Department of Health Services, Policy, and Practice, Brown University School of Public Health, Providence, Rhode Island, USA.
Department of Health Policy and Management, Columbia University Mailman School of Public Health, New York, USA.
Popul Health Manag. 2023 Feb;26(1):37-45. doi: 10.1089/pop.2022.0236. Epub 2023 Feb 6.

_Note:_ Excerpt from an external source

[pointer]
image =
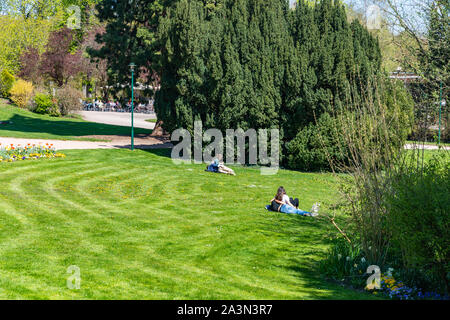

As health systems attempt to contain utilization and costs, care management programs are proliferating. However, there are mixed findings on their impact. In 2018, Rhode Island initiated a care management program for dually eligible Medicare and Medicaid beneficiaries at high risk of hospitalization or institutionalization. The objective of this study is to evaluate the association between health care utilization and costs and care management for dual-eligible participants ( = 169). The authors employed an interrupted time series analysis of administrative claims data using the Rhode Island All Payer Claims Database, which includes data from all major payers in the state, for 11 quarters (January 1, 2017 until September 1, 2019). On average, participants were younger (46.2% were 19-64 years of age vs. 41.9% of non-participants), female (71% vs. 62.6% of non-participants), and had a higher comorbidity burden (more commonly had anemia, atrial fibrillation, chronic kidney disease, chronic obstructive pulmonary disease, depression, diabetes, heart failure, hyperlipidemia, hypertension, ischemic heart disease, and stroke). Participation was associated with significantly fewer hospital admissions (118 fewer admissions per 1000 admissions per quarter; 95% confidence interval [CI] -11 to -22), and a reduction in Medicaid ($1841 less spent per quarter, 95% CI -2407 to -1275) and total ($2570 less spent per quarter; 95% CI -$4645 to -$495) costs. Participation was not significantly associated with a change in Emergency Department (ED) visits, preventable ED visits, Skilled Nursing Facility stays, or Medicare costs. These results suggest that targeted care management programs may provide dual-eligible beneficiaries with needed services while diverting inefficient health care utilization.
随着医疗体系试图控制利用和成本,护理管理项目正在激增。然而,它们的影响存在混合的结果。2018 年,罗得岛为同时符合医疗保险和医疗补助资格、有住院或机构化高风险的双重合格医疗保险受益人启动了一项护理管理计划。本研究的目的是评估医疗保健的利用和成本与护理管理之间的关联,针对双重合格参与者(=169)。作者采用了罗得岛所有支付者索赔数据库的行政索赔数据的中断时间序列分析,该数据库包括该州所有主要支付者的数据,共 11 个季度(2017 年 1 月 1 日至 2019 年 9 月 1 日)。平均而言,参与者更年轻(46.2%的参与者年龄在 19-64 岁之间,而非参与者为 41.9%),女性(71%的参与者,而非参与者为 62.6%),且合并症负担更重(更常见的合并症有贫血、心房颤动、慢性肾脏病、慢性阻塞性肺疾病、抑郁症、糖尿病、心力衰竭、血脂异常、高血压、缺血性心脏病和中风)。参与护理管理与住院人数明显减少有关(每 1000 人每季度减少 118 人;95%置信区间 [CI] -11 至 -22),并减少了医疗补助(每季度少花 1841 美元,95% CI -2407 至 -1275)和总费用(每季度少花 2570 美元;95% CI -$4645 至 -$495)。参与护理管理与急诊部(ED)就诊、可预防 ED 就诊、熟练护理设施停留或医疗保险费用的变化没有显著相关性。这些结果表明,有针对性的护理管理计划可以为双重合格的受益人提供所需的服务,同时减少低效的医疗保健利用。